Sorry, I disagree here. The old (and BAD) structure was to have many places
where some sort of distro and version string was assembled and interpreted:
many setup scripts and the lib/OSCAR/Distro.pm module. Each of these contained
a different variant of the if-else block, each of them had to be updated when
adding a new distro or a new distro version. It was a big source of
trouble. The job of the OS_Detect/*.pm modules is to detect the distro name,
version and architecture. When the job is done and works for one distro, this
should not be touched any more. A new distro should not need to touch this
code. When the format has stabilized, all you need in the OS_Detect/*.pm
modules is a few distro specific constants:

# rhel4
distro_file=>"/etc/redhat-release";
distro_match=>"Red Hat Enterprise Linux WS release 4 \(Nahant Update (\d)\)";
distro_name=>"redhat";
cloned_distro=>"";
cloned_version=>"";
cloned_update=>"";

If the string matches, we pick $1 as update version, the rest can be
hardcoded.
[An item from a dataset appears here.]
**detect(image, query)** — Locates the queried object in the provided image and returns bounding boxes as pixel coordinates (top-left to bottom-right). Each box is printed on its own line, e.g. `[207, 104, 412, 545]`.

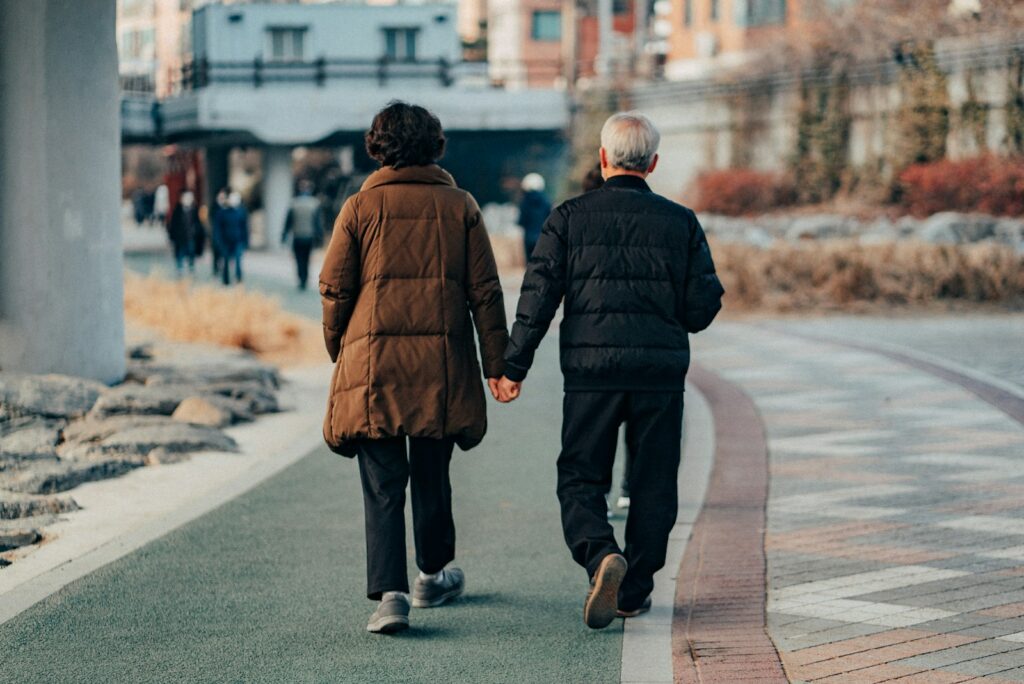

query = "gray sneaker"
[583, 553, 629, 630]
[413, 567, 466, 608]
[367, 594, 409, 634]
If the string doesn't match, fail. Multi-line matches should also
work.

All the rest is just common code which could go into OS_Detect.pm (including
arch discovery). $cloned_version needs to be computed sometimes (eg: tao 1.X
is a clone of rhel3), therefore it should contain a string which can be an
argument of eval.

Here one more example:
# scientific linux 4.X
distro_file=>"/etc/redhat-release";
distro_match=>"Scientific Linux SL release 4\.(\d) \(Beryllium\)"
distro_name=>"scientific_linux";
cloned_distro=>"redhat";
cloned_version=>"4";
cloned_update=>"\$distro_update";

Having the version hardcoded gives us the advantage to not need to catch
unsupported versions. Either the string matches, or not. No other check
needed.

> All in all, I don't think it's a Bad Thing to make someone Think before
> they remove support for a given platform/distro (vs. just blindly
> removing a .pm file).  Although this is the weaker of my two arguments,
> I think it's worth mentioning.  :-)

With the help of SVN this is really not a problem.